We have another evil designated very clearly here. Diotrephes is the scriptural example of the clerical tribe, as contra‑distinguished from the ministry of Christ There is no service, because there is no love. He is the representative of the spirit which opposes the free action of the Holy Ghost, setting itself even against apostolic authority in order to gain or maintain his own individual pre‑eminence. Self‑importance, jealousy of those over us, impatience of others equally called to serve, scorn of the assembly, yet sometimes humouring the least worthy for its own ends - such are the characteristics of clericalism. I do not mean in clergymen only; for there are men of God incomparably better than their position tends to make them; as on the other hand this evil thing is nowhere so offensive as where the truth that is owned wholly condemns it.
If Diotrephes had been called to serve the Lord, of which there is little appearance, were there not hundreds and thousands not less truly called to the same work as servants of Christ by a title from Christ not less real than what he held himself? Was he not bound to respect the title of others? You cannot plead the title of Christ for yourself without maintaining the authority of Christ for another. He who does so honestly and truly could not possibly claim an exclusive title. This was precisely what Diotrephes did, and it is the distinctive point of the clerical system. It is not a question of ministry, nor even of what people call "stated ministry." Who doubts stated ministry? At the same time who can deny that God uses servants of His who are not stated? I believe that He maintains His own title in the church of God to raise a man up to say a word, and it may be an important word, who might not be called on to speak again, - only used for a particular purpose. God of old reserved such a right, and certainly He has not given it up now.. no doubt there is a variety of ways in which He employs those who may not have any well defined place in the church of God. To abolish all these to a dead level for himself to lead and govern was the unchecked desire of Diotrephes. It is nothing more, if not less, than we often see now. Supposing persons have large gifts, the more can they afford to give the fullest scope to the lesser gifts; nor is there any surer sign of weakness in one's work than any unwillingness to accredit the work of others. He that values his own call on the Lord's part to serve Him is bound by all means to hold in His name the door open for every one that is called to labour. But so Diotrephes did not. Did he profess to desire only what edified most, and so set himself against lesser gifts? He dared to rise up against the apostle himself. The truth is, he cared for himself, and loved to have the pre‑eminence. We have no reason to gather that he loved anything or anybody else. Such was the man who had ventured to oppose John; and, as we see, the apostle says he would remember him. The Lord did not forget it.

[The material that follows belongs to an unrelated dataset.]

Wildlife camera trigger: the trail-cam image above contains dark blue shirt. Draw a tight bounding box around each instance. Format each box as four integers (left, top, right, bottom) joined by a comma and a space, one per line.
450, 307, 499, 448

But he could not close the Epistle with anything so painful. Turning to a happier theme, he says, "Beloved, follow not that which is evil, but that which is good. He that doeth good is of God: but he that doeth evil hath not seen God."
How the key‑note of the first Epistle is heard right through the last! If there were self‑exalting men with and without gift, office, or influence, others there are of a different mind. "Demetrius hath good report of all men, and of the truth itself: yea, and we also bear record; and ye know that our record is true."
Then with the salutation he closes. "I had many things to write to thee, but I wish not with ink and pen to write to thee: but I hope to see thee, and we will speak mouth to mouth soon. Peace be to thee. The friends salute thee. Greet the friends by name." There are minute differences of interest between this conclusion and that of the second Epistle, but I avoid details and pass on.